Further north is the home of Oliver Ellsworth, third Chief Justice of the United States.[18]

The town center is well-planned in comparison to many others in the Greater Hartford area. It has a relative diversity of chains and local shops, as well as a restored Amtrak train station dating to the 1850s. The Vintage Radio and Communications Museum of Connecticut is located in Windsor.[19]

From 1957 to 2006, the town was the location of the S1C Nuclear Powered Training Unit; a prototype nuclear power plant for the Naval Nuclear Propulsion Program. The former site has the distinction of being the first nuclear reactor site to receive unrestricted release after demolition and decontamination efforts.[20]

Other notable sites

Oliver Ellsworth Homestead
Windsor War Memorial, sculpted by Evelyn Beatrice Longman (1928), Windsor Town Green at Broad Street.[21]

Windsor is home to the following locations on the National Register of Historic Places:[22]

Tobacco farming

Main article: Connecticut shade tobacco

Tobacco farming in Connecticut has a long history. When the first settlers came to the valley in the 1630s, tobacco was already being grown by the native population. By 1700 it was being exported via the Connecticut River to European ports. The use of Connecticut tobacco as a cigar wrapper leaf began in the 1820s.[24]

Area farmers grew tobacco for the two outside layers of cigars, the binder and the wrapper. Approximately 34,000 acres (140 km2) of land in Connecticut is covered by Windsor Soil, named after the town.[25]

The movie Parrish, starring Troy Donahue and Karl Malden, was set and filmed in the tobacco farms of Windsor. The film was released in 1961.

The Connecticut Valley Tobacco Museum,[26] containing authentic farming implements and tools, can be found at Northwest Park in Windsor.[27]

Civic Organizations and Local Non-Profit Organizations

Community Health Resources - CHR

Easterseals Capital Region & Eastern Connecticut

Kiwanis Club of Windsor

Mary's Place, A Center for Grieving Children and Families

Rotary Club of Windsor

Saint Casmir's Lithuanian Society Inc.

VFW-Veterans of Foreign Wars-Windsor Post 4740

Vintage Radio and Communications Museum of Connecticut

Windsor Art Center

Windsor Food and Fuel Bank

Windsor Historical Society


Historical population
U.S. Decennial Census[28]


As of the census of 2010, there were 29,044 people, 11,233 households, and 7,881 families residing in the town. The population density was 984.5 persons per square mile (380.2/km2). There were 11,767 housing units at an average density of 398.9 per square mile (154.0/km2). The racial makeup of the town was 54.7% White, 34.3% African American, 0.2% Native American, 4.5% Asian, 0.01% Pacific Islander, 3.1% some other race, and 3.2% from two or more races. Hispanic or Latino of any race were 8.4% of the population.[29]

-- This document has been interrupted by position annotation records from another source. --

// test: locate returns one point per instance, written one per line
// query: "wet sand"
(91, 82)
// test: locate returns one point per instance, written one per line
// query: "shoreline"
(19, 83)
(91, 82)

There were 11,233 households, out of which 28.1% had children under the age of 18 living with them, 50.9% were headed by married couples living together, 14.9% had a female householder with no husband present, and 29.8% were non-families. 24.1% of all households were made up of individuals, and 8.8% were someone living alone who was 65 years of age or older. The average household size was 2.54 and the average family size was 3.04.[29]

In the town, the population was spread out, with 21.5% under the age of 18, 7.4% from 18 to 24, 23.9% from 25 to 44, 31.8% from 45 to 64, and 15.3% who were 65 years of age or older. The median age was 43.1 years. For every 100 females, there were 90.9 males. For every 100 females age 18 and over, there were 87.8 males.[29]


See also: List of Connecticut locations by per capita income

According to the U.S. Census Bureau's American Community Survey, for the period 2009–2011, median income for a household in the town was $78,211, and median income for a family was $89,726. Male full-time year-round workers had a median income of $58,668 versus $50,529 for females. The per capita income for the town was $34,899. About 3.1% of families and 4.5% of the population were below the poverty line, including 6.0% of those under age 18 and 4.8% of those age 65 or over.[30]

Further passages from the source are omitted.